This Guide explains the key features of bringing a claim against and architect for failing to carry out his duties under English law in general terms. This guide is not a substitute for detailed legal advice. If you would like further explanation of any points in this guide, please contact us.
What is the Architect’s role?
An architect is often the first point of contact for anyone wishing to embark on a construction project. The architect will normally work with the client to define the project, consider the site and the client’s budget and prepare an initial project brief following which the architect will prepare initial architectural designs and often advise the client on the appointment of other professionals such as an engineer. The architect will often be involved in assisting the client in obtaining planning permission and thereafter in arranging for designs to be developed sufficiently for a firm price to be agreed with a building contractor and for the contractor to then build the design. The architect will often administer the terms of the building contract between the client and the building contractor.
What can go wrong?
Any construction project is complex, often involving a number of parties, with scope for errors to creep in. Typically these can involve:
- A misunderstanding of the client’s design ambition.
- Overstepping the client’s budget.
- A failure to co-ordinate the designs of the different designers leading to defects.
- Design and workmanship defects.
- Late completion of the project.
What is the Architect’s obligation?
This will depend on what is agreed with the architect and the terms of the architect’s appointment (formal or informal). The appointment should define the scope of the services to be provided by the architect. As a matter of common law an architect is to carry out his agreed obligations with reasonable care and skill. If he does not he will be in breach of contract. The obligation to carry out services with reasonable care and skill may be varied by express terms of the appointment. RIBA forms of appointment of an architect usually exclude certain liabilities on the part of the architect.
In the event of error how do you seek redress?
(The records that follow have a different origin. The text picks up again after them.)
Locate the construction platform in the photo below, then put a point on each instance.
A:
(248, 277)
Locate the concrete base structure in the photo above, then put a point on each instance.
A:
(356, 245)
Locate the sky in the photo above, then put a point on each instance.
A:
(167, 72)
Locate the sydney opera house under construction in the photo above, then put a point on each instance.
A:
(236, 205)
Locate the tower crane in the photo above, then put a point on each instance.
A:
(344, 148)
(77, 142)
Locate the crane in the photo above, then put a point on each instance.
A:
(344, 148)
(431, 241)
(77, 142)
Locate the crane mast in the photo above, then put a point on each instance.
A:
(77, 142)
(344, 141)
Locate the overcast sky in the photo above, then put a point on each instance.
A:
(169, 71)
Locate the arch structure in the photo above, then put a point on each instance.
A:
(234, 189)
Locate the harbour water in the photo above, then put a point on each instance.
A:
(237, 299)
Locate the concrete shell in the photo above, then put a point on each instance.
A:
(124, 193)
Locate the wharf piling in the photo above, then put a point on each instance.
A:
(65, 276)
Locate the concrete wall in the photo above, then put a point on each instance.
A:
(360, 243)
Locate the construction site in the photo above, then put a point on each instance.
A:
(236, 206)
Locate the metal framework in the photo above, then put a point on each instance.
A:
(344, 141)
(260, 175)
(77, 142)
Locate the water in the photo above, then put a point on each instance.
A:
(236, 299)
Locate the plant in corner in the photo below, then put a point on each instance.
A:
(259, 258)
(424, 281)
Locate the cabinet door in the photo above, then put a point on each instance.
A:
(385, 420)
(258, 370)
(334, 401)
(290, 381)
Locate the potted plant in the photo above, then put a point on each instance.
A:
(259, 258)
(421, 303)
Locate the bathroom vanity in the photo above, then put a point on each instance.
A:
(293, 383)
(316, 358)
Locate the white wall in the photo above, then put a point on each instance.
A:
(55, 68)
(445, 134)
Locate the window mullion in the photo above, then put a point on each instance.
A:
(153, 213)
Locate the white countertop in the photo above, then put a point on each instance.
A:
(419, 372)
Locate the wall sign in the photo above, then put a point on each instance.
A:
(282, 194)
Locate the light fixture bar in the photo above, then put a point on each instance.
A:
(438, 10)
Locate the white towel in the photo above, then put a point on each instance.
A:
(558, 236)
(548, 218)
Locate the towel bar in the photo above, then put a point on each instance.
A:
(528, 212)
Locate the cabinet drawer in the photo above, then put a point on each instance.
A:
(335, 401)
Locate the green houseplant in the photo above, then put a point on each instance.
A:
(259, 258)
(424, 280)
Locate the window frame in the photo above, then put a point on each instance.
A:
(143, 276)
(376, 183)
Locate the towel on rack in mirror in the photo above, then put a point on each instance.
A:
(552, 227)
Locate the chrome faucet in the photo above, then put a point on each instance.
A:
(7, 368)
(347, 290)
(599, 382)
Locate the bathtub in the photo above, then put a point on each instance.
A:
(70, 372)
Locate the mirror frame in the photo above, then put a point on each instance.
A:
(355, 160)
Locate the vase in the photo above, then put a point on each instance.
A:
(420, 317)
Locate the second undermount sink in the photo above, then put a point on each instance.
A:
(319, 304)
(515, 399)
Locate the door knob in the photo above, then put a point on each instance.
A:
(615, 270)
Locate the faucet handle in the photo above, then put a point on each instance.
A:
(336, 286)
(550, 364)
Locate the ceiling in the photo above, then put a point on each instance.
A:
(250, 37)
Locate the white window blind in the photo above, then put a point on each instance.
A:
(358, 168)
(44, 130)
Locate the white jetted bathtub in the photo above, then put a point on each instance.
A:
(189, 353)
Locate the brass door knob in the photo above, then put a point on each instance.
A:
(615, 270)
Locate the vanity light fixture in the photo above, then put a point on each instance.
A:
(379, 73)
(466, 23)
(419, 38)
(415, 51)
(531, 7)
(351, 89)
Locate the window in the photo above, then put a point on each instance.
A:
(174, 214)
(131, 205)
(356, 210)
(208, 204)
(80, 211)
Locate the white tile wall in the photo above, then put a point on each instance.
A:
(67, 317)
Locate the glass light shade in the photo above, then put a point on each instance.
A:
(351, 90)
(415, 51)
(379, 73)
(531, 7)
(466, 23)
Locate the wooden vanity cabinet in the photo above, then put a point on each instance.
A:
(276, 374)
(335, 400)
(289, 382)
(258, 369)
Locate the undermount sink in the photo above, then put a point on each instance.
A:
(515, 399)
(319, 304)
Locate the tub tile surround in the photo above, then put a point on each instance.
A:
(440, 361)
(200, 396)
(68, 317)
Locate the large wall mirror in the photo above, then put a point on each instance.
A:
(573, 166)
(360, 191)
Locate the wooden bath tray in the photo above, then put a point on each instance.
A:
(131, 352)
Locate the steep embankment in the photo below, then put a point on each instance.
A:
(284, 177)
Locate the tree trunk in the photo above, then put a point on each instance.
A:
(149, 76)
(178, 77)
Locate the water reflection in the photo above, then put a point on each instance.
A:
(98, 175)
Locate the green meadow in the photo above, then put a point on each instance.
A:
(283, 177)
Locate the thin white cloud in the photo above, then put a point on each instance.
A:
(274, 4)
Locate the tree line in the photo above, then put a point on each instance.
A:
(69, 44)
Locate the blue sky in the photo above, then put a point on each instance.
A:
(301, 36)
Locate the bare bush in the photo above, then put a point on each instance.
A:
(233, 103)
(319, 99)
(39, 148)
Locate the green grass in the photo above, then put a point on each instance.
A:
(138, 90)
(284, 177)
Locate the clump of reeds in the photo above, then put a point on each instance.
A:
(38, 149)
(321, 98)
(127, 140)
Claims again architects for breaches of their obligations are unlikely to be straightforward and it is likely that any claimant will need the assistance of a solicitor who is experienced in bringing such claims. Initially the solicitor will seek to understand and investigate the complaint made judged against the obligations the architect has agreed to undertake. This will normally involve a review of the services carried out by an experienced architect expert who can provide a report confirming whether in his opinion the architect has failed to use the standard of reasonable skill and care (or other expressly agreed standard of care) which the architect is required to carry out.
Once the solicitor has obtained an architect’s opinion on whether there has been a failure to use the required standard of care then the solicitor will also look to understand what consequences or additional costs have arisen as a result of a breach of any of the architect’s obligations. The solicitor will help the client reach the point where a detailed letter of claim can be sent to the architect outlining the breaches of obligation and the financial losses which flow from each such breach. Any such letter of claim is likely to be supported by a written report from the independent architect expert witness.
Thereafter it is normal for the architect’s insurers to appoint a law firm to respond to the letter of claim and for the parties to follow a pre-action protocol in an attempt to settle any claim without the need to issue formal proceedings. In the event that an amicable settlement cannot be reached then advice will be provided to the client as to the most appropriate form of dispute resolution whether by way of Court proceedings, arbitration or adjudication together with consideration of methods of alternative dispute resolution such as mediation. The solicitor will ensure that the client does not miss statutory limitation dates after which the claimant’s rights to bring a claim against an architect are lost.
In the event that the parties are unable to resolve their dispute by agreement then ultimately the matter would be decided by a tribunal such as a Court, Arbitrator or Adjudicator. They have the power to make monetary awards which are binding on the architect and their insurer. For example, in the case of Riva Properties & Ors v. Foster & Partners EWHC 2574(TCC) in which Ashfords LLP successfully acted for Riva Properties the Court awarded damages of £3.6million against Foster & Partners for failing to design a hotel in accordance with their client’s budget and for subsequently telling their client that the design could be valued engineered down to that budget following planning permission. The claimant was successful in recovering the professional and other fees and expenses incurred in pursuing the design for that scheme as damages for breach of contract.
Of course the aim of any claim is to negotiate an agreed settlement either prior to or at an early stage of formal proceedings and in our experience, provided the claim is prepared properly, this is the most usual outcome.